My Uncle William, Lord Hatherley, was Lord High Chancellor at this time, and we were a good deal at his house, both at "functions" and privately. His great friend, Dean Stanley, was very kind to me; Dean Hook came, too, and many other Churchmen were continually in and out in their train. My cousin, William Stephens, who afterwards became Dean of Winchester, was then a very good-looking and agreeable young man; he followed my uncle about like a shadow, and my uncle and Aunt Charlotte were devoted to him. But my uncle gathered other society than that of Churchmen about him, and it amused me to watch for the pick of the intellectual world of the day as they swarmed up and down the stairs at the receptions, with the necessary make-weight of people who follow and pose in the wake of the great.
Willie insisted upon his wife being perfectly gowned on these occasions, and as he so often got out of going to those functions and insisted on my going alone, certain other relations of Lord Hatherley's would hover round me with their spiteful remarks of: "Dear Katie, alone again I poor dear girl, where does he go? How odd that you are so often alone—how little you know!" I was fond of my old uncle and he of me, but these little amenities did not make me like these social functions better, especially as his wife, my Aunt Charlotte, had a most irritating habit of shutting her eyes when greeting me, and, with her head slightly to one side, saying, "Poor dear! Poor lovely lamb!"

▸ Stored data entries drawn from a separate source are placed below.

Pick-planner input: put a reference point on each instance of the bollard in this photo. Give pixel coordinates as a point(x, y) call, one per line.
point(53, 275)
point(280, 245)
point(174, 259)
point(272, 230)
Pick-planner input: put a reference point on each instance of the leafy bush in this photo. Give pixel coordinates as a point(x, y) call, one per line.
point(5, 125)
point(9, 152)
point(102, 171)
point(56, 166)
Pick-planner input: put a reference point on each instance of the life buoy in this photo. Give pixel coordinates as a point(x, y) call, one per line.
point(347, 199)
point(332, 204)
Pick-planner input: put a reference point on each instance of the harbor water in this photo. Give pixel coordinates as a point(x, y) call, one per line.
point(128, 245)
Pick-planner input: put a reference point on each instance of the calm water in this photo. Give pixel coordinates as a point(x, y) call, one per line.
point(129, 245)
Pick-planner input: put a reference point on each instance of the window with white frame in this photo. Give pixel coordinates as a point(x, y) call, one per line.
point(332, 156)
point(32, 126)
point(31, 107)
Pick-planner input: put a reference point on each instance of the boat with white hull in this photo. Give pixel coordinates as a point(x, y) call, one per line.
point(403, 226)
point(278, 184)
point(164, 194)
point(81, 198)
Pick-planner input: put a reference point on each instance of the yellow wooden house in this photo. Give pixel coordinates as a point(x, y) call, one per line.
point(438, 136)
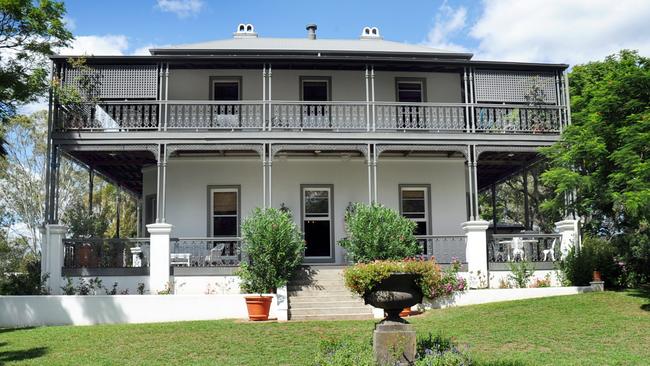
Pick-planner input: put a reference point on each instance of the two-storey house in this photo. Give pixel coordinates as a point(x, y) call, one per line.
point(204, 133)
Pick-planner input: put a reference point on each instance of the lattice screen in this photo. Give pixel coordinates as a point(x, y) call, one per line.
point(512, 86)
point(121, 81)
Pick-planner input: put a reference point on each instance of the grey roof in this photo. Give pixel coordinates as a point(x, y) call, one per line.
point(304, 45)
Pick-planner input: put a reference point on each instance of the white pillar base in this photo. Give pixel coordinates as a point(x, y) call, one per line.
point(159, 256)
point(476, 250)
point(569, 231)
point(52, 256)
point(283, 304)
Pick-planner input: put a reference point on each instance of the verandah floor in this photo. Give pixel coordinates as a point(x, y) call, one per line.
point(588, 329)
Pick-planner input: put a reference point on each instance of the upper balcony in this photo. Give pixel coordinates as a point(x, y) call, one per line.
point(269, 85)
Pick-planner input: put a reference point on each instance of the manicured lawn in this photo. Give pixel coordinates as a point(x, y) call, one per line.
point(610, 328)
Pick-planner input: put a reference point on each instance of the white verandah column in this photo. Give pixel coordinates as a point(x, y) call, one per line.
point(476, 250)
point(53, 256)
point(159, 252)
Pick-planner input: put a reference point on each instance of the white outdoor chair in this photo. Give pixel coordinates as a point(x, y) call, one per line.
point(216, 254)
point(182, 259)
point(518, 248)
point(498, 249)
point(550, 251)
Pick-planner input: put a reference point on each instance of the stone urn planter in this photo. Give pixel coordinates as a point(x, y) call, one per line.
point(395, 293)
point(258, 307)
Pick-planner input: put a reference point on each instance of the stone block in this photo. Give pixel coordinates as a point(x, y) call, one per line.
point(394, 343)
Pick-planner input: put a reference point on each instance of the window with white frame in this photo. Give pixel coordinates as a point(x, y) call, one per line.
point(317, 220)
point(414, 205)
point(410, 91)
point(224, 212)
point(226, 89)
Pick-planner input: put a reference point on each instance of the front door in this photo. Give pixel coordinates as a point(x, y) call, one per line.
point(317, 222)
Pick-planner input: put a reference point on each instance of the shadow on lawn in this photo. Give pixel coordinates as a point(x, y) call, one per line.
point(643, 293)
point(501, 363)
point(20, 355)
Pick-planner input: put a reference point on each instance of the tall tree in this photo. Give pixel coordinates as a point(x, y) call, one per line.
point(602, 158)
point(22, 177)
point(29, 32)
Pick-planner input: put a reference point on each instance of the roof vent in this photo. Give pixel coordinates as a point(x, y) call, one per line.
point(311, 31)
point(370, 33)
point(245, 31)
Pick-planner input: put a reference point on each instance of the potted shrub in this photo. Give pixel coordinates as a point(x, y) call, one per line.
point(274, 248)
point(376, 232)
point(379, 239)
point(393, 285)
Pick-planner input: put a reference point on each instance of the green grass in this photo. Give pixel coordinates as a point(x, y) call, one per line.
point(609, 328)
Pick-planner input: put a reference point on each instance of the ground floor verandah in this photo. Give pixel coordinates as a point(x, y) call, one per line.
point(205, 191)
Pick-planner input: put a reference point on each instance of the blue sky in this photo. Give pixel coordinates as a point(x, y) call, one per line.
point(569, 31)
point(145, 22)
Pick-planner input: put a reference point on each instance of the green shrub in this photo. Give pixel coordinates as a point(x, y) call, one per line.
point(430, 351)
point(274, 248)
point(439, 351)
point(596, 254)
point(363, 277)
point(376, 232)
point(26, 278)
point(521, 273)
point(345, 353)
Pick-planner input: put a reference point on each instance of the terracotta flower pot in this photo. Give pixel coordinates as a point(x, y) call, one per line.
point(597, 276)
point(405, 312)
point(258, 307)
point(395, 293)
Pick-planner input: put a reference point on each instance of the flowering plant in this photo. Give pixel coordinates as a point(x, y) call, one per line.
point(362, 278)
point(274, 249)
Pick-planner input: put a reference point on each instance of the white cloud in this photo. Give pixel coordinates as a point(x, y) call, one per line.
point(560, 31)
point(182, 8)
point(69, 23)
point(448, 22)
point(29, 108)
point(144, 50)
point(97, 45)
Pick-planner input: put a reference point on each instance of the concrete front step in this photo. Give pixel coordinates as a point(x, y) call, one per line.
point(331, 286)
point(318, 282)
point(323, 298)
point(332, 310)
point(331, 317)
point(326, 304)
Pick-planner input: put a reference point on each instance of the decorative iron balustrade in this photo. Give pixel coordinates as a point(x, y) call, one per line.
point(444, 248)
point(116, 116)
point(110, 116)
point(319, 115)
point(205, 252)
point(420, 116)
point(231, 115)
point(106, 253)
point(524, 247)
point(518, 118)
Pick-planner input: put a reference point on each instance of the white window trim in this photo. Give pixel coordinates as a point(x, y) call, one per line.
point(222, 80)
point(306, 216)
point(425, 219)
point(213, 216)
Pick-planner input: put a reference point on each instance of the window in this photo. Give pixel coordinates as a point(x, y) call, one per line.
point(414, 204)
point(317, 220)
point(149, 212)
point(315, 90)
point(224, 212)
point(410, 91)
point(224, 89)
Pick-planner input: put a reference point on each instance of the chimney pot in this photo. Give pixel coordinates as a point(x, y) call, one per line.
point(311, 31)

This winter, following the birth of my second girl, was bitterly cold, and my health, which had not been good for some time before her birth, caused much anxiety. After a consultation between Sir William Gull, Sir William Jenner, and my usual doctor, it was decided that we should go to Niton, Isle of Wight, as I was too weak to travel far. My dear old aunt, Mrs. Benjamin Wood, sent her own doctor to me, and he recommended me to inject opium—an expression of opinion that horrified Sir William Jenner into saying, "That man's mad, or wants to get rid of you!"
Our pecuniary affairs were again causing us considerable anxiety, but my dear aunt played the fairy godmother once more, and sent Willie a cheque so that we could go to Niton without worry or anxiety, and stop there until my health should be re-established. We were delighted with the summer warmth of the sun, and spent a happy Christmas basking in it. Since the hotel was very expensive, Willie established me in lodgings with the children and nurses in Ventnor, and, finding the place decidedly dull, returned to London.
The local doctor at Ventnor, who had been put in charge of my shattered health, was not satisfied that it was in any way improving, and, finding one day that I was in the habit of taking sleeping draughts, he snorted angrily off to the chemist and returned with a large tin of meat extract, with which he presented me, adding the intimation that it was worth a dozen bottles of my draught—which happened to be a powder—and that my London doctors were bereft of intelligence. I was too tired to argue the point and contented myself with the observation that all doctors save the one in attendance were fellows in intelligence—a sentiment he considered suspiciously for some moments before snorting away like the amiable little steam engine he was. His specific for sleeplessness was much more wholesome than drugs, and I have always found it so since then.
CHAPTER VI
CAPTAIN O'SHEA ENTERS POLITICAL LIFE
"D'un coeur qui t'aime,
Mon Dieu, qui peut troubler la tranquille paix?
Il cherche, en tout, ta volunté suprème,
Et ne se cherche jamais.
Sur la terre, dans le ciel même,
Est-il d'autre bonheur que la tranquille paix
D'un coeur qui t'aime?"—RACINE.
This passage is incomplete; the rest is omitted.